The Government of India is reportedly considering a pool mechanism for its national agricultural insurance program to limit money flowing out of the country to international reinsurance companies.
Indian publication Business Standard reported that foreign reinsurance and private insurance firms have been big beneficiaries of premiums collected under Pradhan Mantri Fasal Bima Yojna (PMFBY), the state-sponsored crop scheme.
In the last six seasons, almost Rs 5,000 crore (US $726 million) has gone to reinsurers domiciled outside India, while the program’s overall claim ratio has been around 77%.
As a result, the government has been looking to reduce the involvement of reinsurance in the PMFBY scheme.

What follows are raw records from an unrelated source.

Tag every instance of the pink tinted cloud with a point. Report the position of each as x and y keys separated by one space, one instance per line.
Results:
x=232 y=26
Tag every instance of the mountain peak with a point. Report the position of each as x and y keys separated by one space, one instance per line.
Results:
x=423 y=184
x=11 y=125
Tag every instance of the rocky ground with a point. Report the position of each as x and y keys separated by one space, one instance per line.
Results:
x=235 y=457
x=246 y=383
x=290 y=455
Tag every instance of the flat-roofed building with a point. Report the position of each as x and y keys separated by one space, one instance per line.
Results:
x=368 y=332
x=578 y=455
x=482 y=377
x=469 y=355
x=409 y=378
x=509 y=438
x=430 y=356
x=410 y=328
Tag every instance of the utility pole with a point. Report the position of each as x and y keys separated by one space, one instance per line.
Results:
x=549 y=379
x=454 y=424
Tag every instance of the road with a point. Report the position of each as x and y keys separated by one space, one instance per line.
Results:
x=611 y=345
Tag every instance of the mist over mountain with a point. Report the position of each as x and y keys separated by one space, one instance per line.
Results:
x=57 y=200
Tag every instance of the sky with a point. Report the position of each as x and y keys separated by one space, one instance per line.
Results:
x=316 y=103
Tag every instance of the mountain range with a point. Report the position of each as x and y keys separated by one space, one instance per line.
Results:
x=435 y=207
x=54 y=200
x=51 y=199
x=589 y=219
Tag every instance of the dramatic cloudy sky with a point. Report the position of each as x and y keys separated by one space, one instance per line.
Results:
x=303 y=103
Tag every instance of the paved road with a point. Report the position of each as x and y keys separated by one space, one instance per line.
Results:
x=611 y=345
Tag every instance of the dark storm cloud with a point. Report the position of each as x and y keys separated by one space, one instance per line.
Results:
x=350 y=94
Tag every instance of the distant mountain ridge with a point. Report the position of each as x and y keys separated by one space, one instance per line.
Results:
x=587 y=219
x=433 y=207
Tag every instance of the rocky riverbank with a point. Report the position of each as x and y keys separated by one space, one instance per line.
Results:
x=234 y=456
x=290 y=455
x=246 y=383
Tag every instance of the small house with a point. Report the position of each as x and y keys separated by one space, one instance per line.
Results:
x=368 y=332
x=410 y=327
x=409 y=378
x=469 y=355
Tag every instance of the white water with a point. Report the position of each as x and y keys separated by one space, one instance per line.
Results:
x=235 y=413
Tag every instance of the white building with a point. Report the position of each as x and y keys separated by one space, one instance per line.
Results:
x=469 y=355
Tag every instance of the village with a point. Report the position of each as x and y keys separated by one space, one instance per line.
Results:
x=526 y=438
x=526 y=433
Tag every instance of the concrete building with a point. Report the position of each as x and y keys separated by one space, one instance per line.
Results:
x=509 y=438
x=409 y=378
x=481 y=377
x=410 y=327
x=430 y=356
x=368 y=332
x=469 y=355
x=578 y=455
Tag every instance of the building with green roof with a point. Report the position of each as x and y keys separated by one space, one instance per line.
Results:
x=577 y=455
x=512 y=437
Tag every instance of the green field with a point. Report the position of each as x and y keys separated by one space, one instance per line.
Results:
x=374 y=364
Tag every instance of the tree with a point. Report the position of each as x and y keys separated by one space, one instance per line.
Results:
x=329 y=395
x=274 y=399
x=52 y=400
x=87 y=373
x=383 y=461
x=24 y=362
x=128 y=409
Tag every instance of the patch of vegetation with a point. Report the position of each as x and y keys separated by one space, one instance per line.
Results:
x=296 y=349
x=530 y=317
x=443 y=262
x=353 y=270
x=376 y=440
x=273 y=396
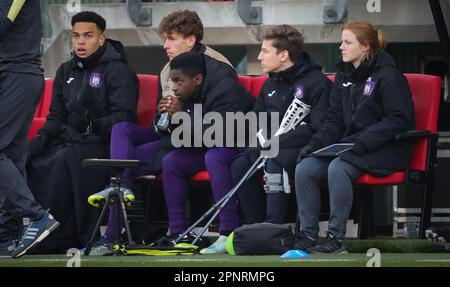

According to Business Standard, the total premium collected under the program from 2016-2018 was about Rs 48,267 crore ($7.0 billion), while the claim payout was Rs 39,789 crore ($5.8 billion), indicating that Rs 8,478 crore ($1.2 billion) went to re/insurers.
Of the total premium, about Rs 8,720 crore ($1.3 billion) was paid by farmers, while close to Rs 39,547 ($5.7 billion) crore was subsidised collectively by central and state governments.
Currently, about 50% of the risk is reinsured by state-backed company GIC Re, and the rest by international reinsurers.
Under the newly proposed pool mechanism, while private firms would retain a small part of the premium, a large part would go into the pool, which could then be used to pay out claims.
“The pool mechanism will help the money stay in the country itself, instead of going to foreign reinsurers,” a government official was quoted as saying
“The new model should be sustainable in the long run,” a top official in a private insurance company added.